Apesar dessa heterogeneidade, Chevitarese alerta para a forte tendência de singularizar o Brasil como um país cristão, já que o cristianismo é, ele próprio, um espectro cheio de subdivisões, e há uma dificuldade em entendê-lo de forma plural. O professor ressalta ainda a tênue linha que separa religião e Estado no país. “Apesar de se tratar de uma nação laica por lei, há manifestações religiosas que acabam, por diferentes projetos de poder, tornando menos clara essa divisão entre Estado e religião”, observa.

Para explicar as origens da tradição da Ayahuasca e sua ligação com os rituais religiosos, o Olhar Virtual entrevistou o pesquisador Augusto Garcia, orientando de Chevitarese, e interessado em entender o encontro entre a Umbanda e o Santo Daime, a partir da utilização ritual da Ayahuasca. De acordo com Garcia, ainda existe muito preconceito e ignorância em relação ao chá e às religiões que o utilizam.

Olhar Virtual: Como funciona a utilização do chá e qual o objetivo de tal prática?

Augusto Garcia: Existem várias religiões e várias tribos indígenas que o utilizam. Cada uma delas vale-se do chá de uma maneira peculiar, mas sempre com o mesmo fim, que é a experiência religiosa. A bebida é empregada em contexto ritual, com o intuito de obter o transe, conhecido no Santo Daime como Miração. É nesse momento que os ensinamentos espirituais são transmitidos para aquele que ingeriu a bebida.

Olhar Virtual: Qual é a origem da tradição da ayahuasca e sua ligação com os rituais religiosos?

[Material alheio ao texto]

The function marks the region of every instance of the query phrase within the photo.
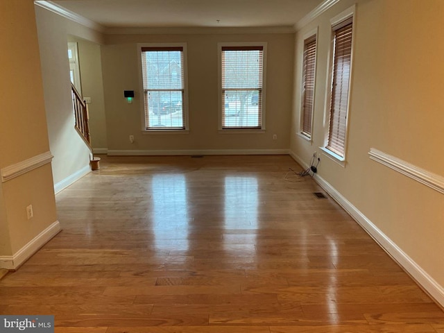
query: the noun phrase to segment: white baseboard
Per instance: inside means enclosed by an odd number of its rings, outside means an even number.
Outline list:
[[[17,253],[13,255],[0,256],[0,268],[9,270],[18,268],[61,230],[60,222],[56,221],[35,236],[29,243],[19,250]]]
[[[108,154],[108,148],[93,148],[92,151],[94,154]]]
[[[309,166],[292,151],[290,155],[302,167]],[[444,307],[444,287],[439,284],[427,272],[405,253],[394,241],[373,224],[364,214],[348,201],[319,175],[314,180],[327,191],[379,246],[388,253],[429,294]]]
[[[172,156],[189,155],[288,155],[288,149],[196,149],[196,150],[113,150],[110,149],[110,156]]]
[[[67,187],[74,184],[82,177],[87,175],[91,172],[91,166],[89,164],[80,169],[78,171],[74,173],[72,175],[69,176],[61,182],[58,182],[54,185],[54,193],[57,194],[62,189],[66,189]]]

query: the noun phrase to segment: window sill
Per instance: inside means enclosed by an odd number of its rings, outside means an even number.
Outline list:
[[[302,137],[302,139],[304,139],[305,141],[308,141],[309,142],[310,142],[311,144],[313,144],[313,140],[311,139],[311,137],[307,137],[307,135],[304,135],[302,133],[296,133],[296,135],[300,137]]]
[[[339,164],[343,168],[345,167],[345,164],[346,164],[347,162],[345,162],[345,157],[342,157],[339,156],[339,155],[335,154],[332,151],[329,151],[328,149],[327,149],[325,147],[319,147],[319,149],[321,149],[322,151],[322,152],[324,154],[324,155],[327,156],[328,158],[332,160],[333,162],[335,162],[336,163]]]
[[[260,134],[265,133],[265,130],[255,129],[225,129],[219,130],[219,134]]]
[[[144,135],[189,134],[189,130],[142,130]]]

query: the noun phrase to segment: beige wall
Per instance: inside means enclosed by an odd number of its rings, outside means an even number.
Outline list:
[[[218,42],[266,42],[266,131],[218,131]],[[187,45],[189,134],[143,135],[137,43]],[[108,148],[110,150],[288,149],[293,85],[293,34],[116,35],[106,37],[102,64]],[[135,91],[133,104],[124,89]],[[278,135],[273,140],[273,135]],[[130,144],[128,136],[135,142]]]
[[[100,45],[74,38],[78,48],[80,80],[83,96],[91,97],[88,104],[89,132],[94,148],[107,148],[106,117]]]
[[[291,151],[307,163],[326,129],[330,19],[357,2],[346,165],[321,155],[318,175],[441,286],[444,286],[443,194],[368,158],[375,148],[444,176],[444,2],[344,0],[296,37]],[[296,135],[302,36],[319,27],[313,142]]]
[[[0,2],[0,168],[49,151],[32,1]],[[0,256],[16,253],[56,219],[50,164],[0,186]],[[28,220],[26,207],[33,205]]]
[[[53,181],[58,184],[89,164],[89,150],[74,128],[67,56],[74,24],[37,6],[35,16]],[[85,33],[83,28],[79,31]]]
[[[8,215],[6,214],[6,206],[3,195],[2,184],[0,182],[0,256],[12,255],[11,242],[9,236],[9,225],[8,223]]]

Augusto Garcia: A ayahuasca é uma bebida milenar que remonta aos incas e aos primórdios de uma civilização ainda mais antiga e desconhecida que viveu nas florestas do continente americano. Essa bebida sempre esteve ligada à manifestação religiosa. O princípio de sua utilização é que na natureza não existe apenas alimento para o corpo, como arroz e feijão, mas também alimento para a alma. A ayahuasca permitiria, assim, um contato com o mundo dos espíritos. Em algumas tribos indígenas localizadas no território brasileiro e também peruano, o uso dessa bebida de poder é o único aprendizado espiritual. Não existe uma doutrina com regras pré-estabelecidas, o próprio indivíduo vai recebendo seus ensinamentos a partir da utilização constante.

Olhar Virtual: Quais são os efeitos mais comuns relatados sobre essa utilização?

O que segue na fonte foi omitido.